Crown jewel "SNL," entering its 44th season this fall, received 21 Emmy nods this year and holds the record for most-nominated show ever with 252. Its satirical broadsides at President Donald Trump and his allies have delivered a ratings boost and renewed cultural relevance.
It's already a winner this year, claiming seven trophies at last weekend's creative arts ceremony, including one for "SNL" guest host Tiffany Haddish. That ties it with the formidable "Game of Thrones" in the run-up to Monday's main event.
"Lorne Michaels has on speed-dial enough people to make it a really interesting broadcast," said Robert Thompson, a Syracuse University professor and director of its Bleier Center for Television & Popular Culture. "If anybody is positioned to do it, he is. He's from live television and knows how to play to a live audience."
But it's not just TV viewers who matter. Any awards show is tasked with spotlighting the wider industry it represents.
In 2009, the TV academy proposed showing edited acceptances of eight awards given out before the main event to make room for more entertainment, a la the Tony and Grammys, with then-ceremony host Neil Patrick Harris gamely defended the approach as providing "the best show we can to the audience."
But those in the affected — and, let's face it, less-glamorous categories, including writers and directors — pushed back hard. The idea was ditched, and viewers will sit (or not) through 26 awards Monday.
Trying another tack that year to stem an already worrisome ratings slide, the number of nominations slots was increased for top categories including comedy and drama. The hope was to squeeze in more popular fare, but it's still the case that a critically acclaimed niche show such as "Mr. Robot" will be nominated than, say, long-time hit "NCIS."
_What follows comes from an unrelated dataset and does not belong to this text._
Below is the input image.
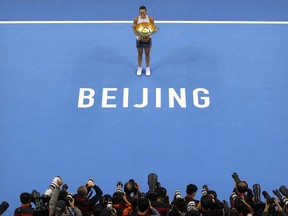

(Earlier in 2009, a ratings-conscious movie academy doubled the possible number of best picture nominees to 10 in hopes of making room for another blockbuster like "Titanic," which delivered equivalent Oscar viewership. A plan to add a popular film category in 2019 was shelved when critics denounced it as pandering.)
Tom O'Neil, editor of Gold Derby and author of "The Emmys" and an Emmy voter as well, argues for adding nominees to all categories to recognize the so-called "peak TV" flood of streaming, cable and broadcast programs.
"Why not expand each race to 10 or 12 nominees in order to be more inclusive and to please Emmycast viewers who tune in to see their favorites?" O'Neil said. "The TV academy is not adapting fast enough to the modern media scene."
Broadway producer Davenport contends that TV industry members who support an awards-bloated ceremony are missing the point.
"We can go on and on about how awards shows are for recognizing excellence, and they are, but they are an industry's best chance at marketing itself that it will have all year," he said. The Oscars typically feature a splashy opening and are punctuated by performances of the nominated songs, and the Emmys should follow suit by drawing on TV's crowd-pleasing strengths.
"There's more performance on television than there ever has been, with 'American Idol' and 'The Voice' and 'America's Got Talent'" among others, he said. "There's got to be some way to showcase that talent."
Syracuse's Thompson suggests more drastic changes to a Hollywood rite he calls "stodgy" and mindlessly hidebound: "Moses didn't have a third tablet that said awards show had to have a red carpet, an orchestra and bad presenters' speeches."
The Emmys could be approached as a comedy extravaganza, he said, or (possibly said tongue-in-cheek) be held on the "Family Feud" set with Steve Harvey as host.
But like the awards themselves, there would be winners and losers.
"By making the Emmys a really good show, in some ways you've got to sacrifice some of the things that are most dear to the people who are involved," Thompson said.